The Beasts of Belladonna by Allen Gilbert;

The Beasts of Belladonna by Allen Gilbert;

Author:Allen, Gilbert; [Allen, Gilbert]
Language: eng
Format: epub
ISBN: 9781639820771
Publisher: Slant Books
Published: 2021-10-09T19:20:54+00:00


Dog Days

THE CHIHUAHUA, PERCHED six inches behind the property line, had been yapping, every three seconds, for the past half hour. My wife and I were finishing our Sunday brunch on the deck. From behind her big sunglasses she muttered, “How do you say shut the fuck up in Spanish?”

Our new neighbor is a young Hispanic woman who does the weather for a local TV station. “Silencio,” I said. “More or less.”

“Silencio!” she shouted, more or less toward the dog.

But instead of retreating, it crossed the line and stood next to our garden shed. “Her electric fence isn’t working,” I explained. “The battery on the receiving collar must be dead.”

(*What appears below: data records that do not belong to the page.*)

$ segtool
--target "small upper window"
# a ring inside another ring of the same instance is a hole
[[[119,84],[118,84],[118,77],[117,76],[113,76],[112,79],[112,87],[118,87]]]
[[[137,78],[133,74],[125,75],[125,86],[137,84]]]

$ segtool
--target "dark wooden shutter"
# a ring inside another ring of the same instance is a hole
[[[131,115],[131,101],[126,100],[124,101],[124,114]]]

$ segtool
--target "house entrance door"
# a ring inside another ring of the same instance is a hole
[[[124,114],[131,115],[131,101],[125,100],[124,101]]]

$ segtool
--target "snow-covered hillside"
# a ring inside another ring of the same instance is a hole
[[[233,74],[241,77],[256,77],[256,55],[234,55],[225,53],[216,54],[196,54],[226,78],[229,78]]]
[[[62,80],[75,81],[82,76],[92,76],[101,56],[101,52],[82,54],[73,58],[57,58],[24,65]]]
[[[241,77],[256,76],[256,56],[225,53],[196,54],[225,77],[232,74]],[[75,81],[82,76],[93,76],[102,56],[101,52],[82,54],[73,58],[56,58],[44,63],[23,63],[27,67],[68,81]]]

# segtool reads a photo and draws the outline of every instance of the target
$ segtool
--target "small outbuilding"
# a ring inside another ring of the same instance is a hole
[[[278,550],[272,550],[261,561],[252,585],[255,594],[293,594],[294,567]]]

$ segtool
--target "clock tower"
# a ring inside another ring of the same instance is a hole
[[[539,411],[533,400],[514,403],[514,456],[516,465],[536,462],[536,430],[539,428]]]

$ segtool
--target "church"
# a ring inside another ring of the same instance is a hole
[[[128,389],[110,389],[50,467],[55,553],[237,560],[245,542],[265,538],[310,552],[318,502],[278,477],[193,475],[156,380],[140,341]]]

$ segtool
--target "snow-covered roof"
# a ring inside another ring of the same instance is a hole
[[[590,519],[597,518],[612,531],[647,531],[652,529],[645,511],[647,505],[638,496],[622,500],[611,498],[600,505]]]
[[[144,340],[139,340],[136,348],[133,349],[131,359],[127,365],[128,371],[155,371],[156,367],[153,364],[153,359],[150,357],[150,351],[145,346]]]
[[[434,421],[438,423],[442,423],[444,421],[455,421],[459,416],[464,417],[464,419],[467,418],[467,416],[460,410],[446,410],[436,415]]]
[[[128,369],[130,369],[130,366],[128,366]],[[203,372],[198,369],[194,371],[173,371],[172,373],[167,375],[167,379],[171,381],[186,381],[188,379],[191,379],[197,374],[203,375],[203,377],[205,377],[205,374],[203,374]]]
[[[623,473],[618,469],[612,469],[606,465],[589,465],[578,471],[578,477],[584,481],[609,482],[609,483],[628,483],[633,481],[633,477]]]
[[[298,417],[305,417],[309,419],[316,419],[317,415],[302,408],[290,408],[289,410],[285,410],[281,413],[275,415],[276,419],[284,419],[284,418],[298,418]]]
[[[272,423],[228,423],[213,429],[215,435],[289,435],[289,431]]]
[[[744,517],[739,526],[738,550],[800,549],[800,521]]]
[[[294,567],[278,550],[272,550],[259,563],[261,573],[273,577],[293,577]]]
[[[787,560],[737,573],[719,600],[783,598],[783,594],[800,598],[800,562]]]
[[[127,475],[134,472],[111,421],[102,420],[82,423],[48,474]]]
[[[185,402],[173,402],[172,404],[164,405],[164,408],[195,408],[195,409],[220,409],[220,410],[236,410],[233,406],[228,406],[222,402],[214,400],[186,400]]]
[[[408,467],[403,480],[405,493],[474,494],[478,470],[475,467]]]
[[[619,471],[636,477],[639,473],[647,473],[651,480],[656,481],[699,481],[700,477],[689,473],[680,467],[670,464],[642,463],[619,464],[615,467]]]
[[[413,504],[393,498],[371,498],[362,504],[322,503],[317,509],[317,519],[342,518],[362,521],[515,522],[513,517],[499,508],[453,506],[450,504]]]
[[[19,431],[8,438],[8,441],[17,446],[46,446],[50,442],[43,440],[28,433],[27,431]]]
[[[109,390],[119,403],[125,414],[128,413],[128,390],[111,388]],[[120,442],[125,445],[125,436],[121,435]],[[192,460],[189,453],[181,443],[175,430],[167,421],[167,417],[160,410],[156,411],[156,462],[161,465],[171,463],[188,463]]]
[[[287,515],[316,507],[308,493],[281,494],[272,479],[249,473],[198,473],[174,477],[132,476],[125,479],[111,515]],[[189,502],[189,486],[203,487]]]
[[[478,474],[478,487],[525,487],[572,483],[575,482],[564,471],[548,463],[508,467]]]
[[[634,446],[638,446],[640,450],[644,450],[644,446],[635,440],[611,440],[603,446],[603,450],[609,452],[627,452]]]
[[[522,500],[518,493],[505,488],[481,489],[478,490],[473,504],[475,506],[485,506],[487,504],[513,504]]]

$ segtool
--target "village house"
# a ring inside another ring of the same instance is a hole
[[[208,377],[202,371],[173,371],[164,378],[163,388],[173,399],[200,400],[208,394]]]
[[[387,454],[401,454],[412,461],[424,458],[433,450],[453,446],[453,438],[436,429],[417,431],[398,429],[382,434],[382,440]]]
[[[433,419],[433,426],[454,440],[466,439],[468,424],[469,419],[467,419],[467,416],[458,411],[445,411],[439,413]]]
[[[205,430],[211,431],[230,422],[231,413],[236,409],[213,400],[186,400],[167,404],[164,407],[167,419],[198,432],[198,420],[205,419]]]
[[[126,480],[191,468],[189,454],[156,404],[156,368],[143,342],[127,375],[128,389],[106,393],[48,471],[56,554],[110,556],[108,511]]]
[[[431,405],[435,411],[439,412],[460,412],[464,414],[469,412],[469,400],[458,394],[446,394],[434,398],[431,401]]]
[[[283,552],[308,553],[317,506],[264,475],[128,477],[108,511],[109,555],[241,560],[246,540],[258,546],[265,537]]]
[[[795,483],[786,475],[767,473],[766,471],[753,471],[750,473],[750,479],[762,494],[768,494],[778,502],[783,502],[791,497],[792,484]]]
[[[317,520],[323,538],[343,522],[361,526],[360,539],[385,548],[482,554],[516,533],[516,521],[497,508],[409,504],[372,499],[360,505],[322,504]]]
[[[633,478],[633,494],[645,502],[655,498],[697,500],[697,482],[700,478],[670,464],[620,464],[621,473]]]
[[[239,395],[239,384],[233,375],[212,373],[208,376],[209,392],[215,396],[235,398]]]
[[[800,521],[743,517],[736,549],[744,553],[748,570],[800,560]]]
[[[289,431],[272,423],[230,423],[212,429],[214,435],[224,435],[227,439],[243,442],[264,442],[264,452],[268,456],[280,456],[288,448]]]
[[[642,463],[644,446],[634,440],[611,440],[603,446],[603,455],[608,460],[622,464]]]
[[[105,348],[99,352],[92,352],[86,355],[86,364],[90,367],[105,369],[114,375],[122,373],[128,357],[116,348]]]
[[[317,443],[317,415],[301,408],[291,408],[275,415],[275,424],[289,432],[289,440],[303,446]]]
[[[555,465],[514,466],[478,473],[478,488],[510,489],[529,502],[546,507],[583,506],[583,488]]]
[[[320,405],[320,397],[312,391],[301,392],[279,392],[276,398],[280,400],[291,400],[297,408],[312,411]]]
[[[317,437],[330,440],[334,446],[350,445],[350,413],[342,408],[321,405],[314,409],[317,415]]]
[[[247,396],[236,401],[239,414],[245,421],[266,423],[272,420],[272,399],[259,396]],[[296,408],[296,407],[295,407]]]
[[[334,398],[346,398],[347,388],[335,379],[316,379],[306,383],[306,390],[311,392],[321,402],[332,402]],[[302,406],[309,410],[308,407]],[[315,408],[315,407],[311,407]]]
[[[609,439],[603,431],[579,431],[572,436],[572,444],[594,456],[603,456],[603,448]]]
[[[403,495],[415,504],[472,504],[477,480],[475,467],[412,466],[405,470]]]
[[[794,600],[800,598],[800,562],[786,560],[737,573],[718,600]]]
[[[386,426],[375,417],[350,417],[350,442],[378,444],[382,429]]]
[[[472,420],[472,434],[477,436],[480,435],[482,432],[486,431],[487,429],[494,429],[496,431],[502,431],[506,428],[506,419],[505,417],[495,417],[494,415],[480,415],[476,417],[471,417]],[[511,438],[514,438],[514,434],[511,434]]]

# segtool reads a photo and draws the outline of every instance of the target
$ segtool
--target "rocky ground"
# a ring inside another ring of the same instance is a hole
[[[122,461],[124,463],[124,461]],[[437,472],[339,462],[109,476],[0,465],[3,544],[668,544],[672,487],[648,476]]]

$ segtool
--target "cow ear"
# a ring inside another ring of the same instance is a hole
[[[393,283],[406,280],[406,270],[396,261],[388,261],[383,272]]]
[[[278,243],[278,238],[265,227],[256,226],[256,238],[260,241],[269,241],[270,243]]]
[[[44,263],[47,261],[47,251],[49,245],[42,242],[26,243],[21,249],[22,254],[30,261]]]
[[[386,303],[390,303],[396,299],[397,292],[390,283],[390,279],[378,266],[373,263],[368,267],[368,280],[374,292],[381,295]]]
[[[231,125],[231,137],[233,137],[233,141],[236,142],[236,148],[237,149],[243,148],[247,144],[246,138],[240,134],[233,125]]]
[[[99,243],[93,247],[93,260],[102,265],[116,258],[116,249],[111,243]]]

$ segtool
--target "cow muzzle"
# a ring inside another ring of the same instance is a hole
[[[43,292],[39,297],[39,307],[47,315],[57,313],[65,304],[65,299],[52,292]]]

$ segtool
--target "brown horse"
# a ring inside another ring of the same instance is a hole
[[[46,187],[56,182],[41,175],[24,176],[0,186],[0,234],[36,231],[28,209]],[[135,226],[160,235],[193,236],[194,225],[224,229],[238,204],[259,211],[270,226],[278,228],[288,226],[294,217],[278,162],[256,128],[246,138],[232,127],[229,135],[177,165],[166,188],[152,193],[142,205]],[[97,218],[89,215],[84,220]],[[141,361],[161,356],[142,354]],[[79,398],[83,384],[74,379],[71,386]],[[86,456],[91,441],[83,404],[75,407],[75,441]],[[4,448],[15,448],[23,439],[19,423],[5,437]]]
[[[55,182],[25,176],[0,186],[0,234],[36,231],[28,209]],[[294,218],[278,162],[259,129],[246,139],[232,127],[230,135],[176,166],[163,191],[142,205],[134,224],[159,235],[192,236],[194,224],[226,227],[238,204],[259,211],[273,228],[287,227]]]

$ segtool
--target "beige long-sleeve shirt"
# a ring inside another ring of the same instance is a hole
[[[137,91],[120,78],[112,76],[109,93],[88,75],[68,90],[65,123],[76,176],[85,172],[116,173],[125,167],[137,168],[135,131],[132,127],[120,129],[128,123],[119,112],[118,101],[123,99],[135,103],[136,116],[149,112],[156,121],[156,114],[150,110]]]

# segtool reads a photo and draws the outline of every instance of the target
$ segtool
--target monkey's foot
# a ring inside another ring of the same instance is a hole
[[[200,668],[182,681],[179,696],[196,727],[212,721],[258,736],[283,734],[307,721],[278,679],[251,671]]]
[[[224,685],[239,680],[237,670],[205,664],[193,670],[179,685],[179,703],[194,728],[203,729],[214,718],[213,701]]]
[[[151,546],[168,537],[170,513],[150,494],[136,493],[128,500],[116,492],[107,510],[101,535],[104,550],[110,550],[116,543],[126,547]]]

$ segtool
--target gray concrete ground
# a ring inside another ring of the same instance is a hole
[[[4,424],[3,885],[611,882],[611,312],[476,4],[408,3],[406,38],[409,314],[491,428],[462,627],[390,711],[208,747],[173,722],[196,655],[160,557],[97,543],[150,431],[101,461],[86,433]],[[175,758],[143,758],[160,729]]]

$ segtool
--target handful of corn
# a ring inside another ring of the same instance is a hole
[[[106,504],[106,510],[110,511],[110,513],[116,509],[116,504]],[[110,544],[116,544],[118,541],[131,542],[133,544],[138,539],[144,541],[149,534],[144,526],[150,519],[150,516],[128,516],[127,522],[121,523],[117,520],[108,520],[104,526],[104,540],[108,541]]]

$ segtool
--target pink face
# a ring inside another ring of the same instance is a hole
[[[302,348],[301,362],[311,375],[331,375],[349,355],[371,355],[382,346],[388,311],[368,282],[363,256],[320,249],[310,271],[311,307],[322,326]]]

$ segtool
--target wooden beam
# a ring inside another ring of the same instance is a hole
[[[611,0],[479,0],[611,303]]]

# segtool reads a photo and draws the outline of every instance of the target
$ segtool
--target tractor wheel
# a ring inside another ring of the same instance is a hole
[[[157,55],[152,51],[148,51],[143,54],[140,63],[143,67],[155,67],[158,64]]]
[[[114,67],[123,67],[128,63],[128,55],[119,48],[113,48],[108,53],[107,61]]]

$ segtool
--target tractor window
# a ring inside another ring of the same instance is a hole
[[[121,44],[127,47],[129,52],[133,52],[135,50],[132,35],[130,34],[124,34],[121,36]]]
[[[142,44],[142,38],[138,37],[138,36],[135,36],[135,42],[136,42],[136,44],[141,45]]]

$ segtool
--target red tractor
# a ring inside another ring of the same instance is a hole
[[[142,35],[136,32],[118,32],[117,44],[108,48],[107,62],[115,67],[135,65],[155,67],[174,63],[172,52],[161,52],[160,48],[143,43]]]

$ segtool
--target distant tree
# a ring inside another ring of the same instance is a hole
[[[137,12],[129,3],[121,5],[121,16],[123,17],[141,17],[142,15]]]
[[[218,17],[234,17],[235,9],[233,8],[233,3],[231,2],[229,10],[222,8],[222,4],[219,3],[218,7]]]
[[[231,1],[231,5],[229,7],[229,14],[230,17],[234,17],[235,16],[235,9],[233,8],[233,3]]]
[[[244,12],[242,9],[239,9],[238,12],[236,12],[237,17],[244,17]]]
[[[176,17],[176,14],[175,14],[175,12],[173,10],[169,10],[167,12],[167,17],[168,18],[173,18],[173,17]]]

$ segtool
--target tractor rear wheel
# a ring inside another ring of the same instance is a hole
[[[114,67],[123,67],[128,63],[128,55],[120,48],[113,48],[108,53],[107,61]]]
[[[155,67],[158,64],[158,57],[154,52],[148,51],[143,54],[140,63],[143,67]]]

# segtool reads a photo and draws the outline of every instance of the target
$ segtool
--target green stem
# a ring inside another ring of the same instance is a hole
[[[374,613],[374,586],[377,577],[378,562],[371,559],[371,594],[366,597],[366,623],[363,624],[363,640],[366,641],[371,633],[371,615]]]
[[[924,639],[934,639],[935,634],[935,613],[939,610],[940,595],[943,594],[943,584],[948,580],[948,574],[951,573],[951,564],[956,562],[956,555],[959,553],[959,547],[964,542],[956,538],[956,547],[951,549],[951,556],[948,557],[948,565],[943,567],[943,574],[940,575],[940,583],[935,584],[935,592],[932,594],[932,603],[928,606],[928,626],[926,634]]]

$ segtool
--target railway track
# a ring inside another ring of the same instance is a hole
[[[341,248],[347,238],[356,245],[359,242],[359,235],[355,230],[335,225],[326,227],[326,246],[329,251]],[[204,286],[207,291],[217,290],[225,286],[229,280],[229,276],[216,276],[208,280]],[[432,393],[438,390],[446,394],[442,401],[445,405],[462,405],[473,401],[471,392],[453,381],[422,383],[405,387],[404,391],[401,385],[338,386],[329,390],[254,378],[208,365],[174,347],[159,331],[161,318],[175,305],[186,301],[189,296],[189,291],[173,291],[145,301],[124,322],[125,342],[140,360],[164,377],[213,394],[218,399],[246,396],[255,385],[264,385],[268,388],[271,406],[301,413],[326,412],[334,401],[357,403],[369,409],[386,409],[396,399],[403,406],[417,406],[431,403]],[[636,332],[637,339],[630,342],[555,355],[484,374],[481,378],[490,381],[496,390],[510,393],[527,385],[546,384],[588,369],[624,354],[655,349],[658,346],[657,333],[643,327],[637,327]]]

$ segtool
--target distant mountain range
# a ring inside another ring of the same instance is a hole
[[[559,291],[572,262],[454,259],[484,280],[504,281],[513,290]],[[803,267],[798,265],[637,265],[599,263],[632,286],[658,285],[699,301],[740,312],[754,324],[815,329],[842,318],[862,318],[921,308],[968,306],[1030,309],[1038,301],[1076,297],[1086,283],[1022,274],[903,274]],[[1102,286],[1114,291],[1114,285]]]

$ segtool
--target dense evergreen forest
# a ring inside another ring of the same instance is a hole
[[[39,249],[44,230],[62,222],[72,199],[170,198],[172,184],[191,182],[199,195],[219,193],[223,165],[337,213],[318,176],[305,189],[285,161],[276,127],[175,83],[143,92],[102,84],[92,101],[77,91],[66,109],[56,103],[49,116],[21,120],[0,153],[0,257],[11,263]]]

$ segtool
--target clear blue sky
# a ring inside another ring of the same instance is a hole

The tiny dog kept barking, thirty feet from us. It couldn’t have been much bigger than a good-sized squirrel.

“Silencio, you son of a bitch!”

“I think it’s a female dog,” I said.

That was a mistake. A big mistake. “How would you know?” My wife took off her sunglasses, glared at me, and slipped her bare feet into her Crocs. Then she limped across the back lawn and turned on the spigot to the garden hose that she uses to water her perennial beds.

“Bitch of a bitch!” she screamed, and, with the full force of the water, pinned the dog to the side of the shed. When it fell onto its back, she came closer with the nozzle and zeroed in on its nose. “Bitch of a bitch!”

Now she adjusted the nozzle to Jet Stream and started pushing the little dog back toward the property line, still aiming toward its head. She didn’t have to touch it, not even with her waterproof sandals. When she got it past the red training flags for the electric fence, she finally turned off the hose. The dog wasn’t moving.

“The premises are secure,” she smiled, baring the dentures she’s worn ever since her teeth were knocked out and her knees broken, in our own home. Our former home. Then she returned our dishes and silverware to the bamboo serving tray and brought them back into the house we’ve been living in for the past ten years.

The dog still wasn’t moving. But when I raised my eyes to our neighbor’s master bedroom, I could have sworn the curtains parted. Of course, that was impossible, since our neighbor lived alone and she’d been double-shifting on Weekend Weather after her new job in Atlanta didn’t work out last year, after she’d slunk back to her old one in South Carolina. Her salary couldn’t amount to much, especially now. I wondered how she’d been able to buy into Belladonna—even one of the patio homes.

When she’d introduced herself to the neighborhood at the poolside picnic on the Fourth of July, she’d said she’d gotten a Chihuahua for protection. They were pequeñas, but they were good watch dogs. She’d used the feminine adjective, pequeñas, while she’d laughed and tossed back her long, glossy hair. Nobody had said anything. I remembered thinking she was the kind of woman who makes grown men speechless and their wives just as speechless, but for a very different reason.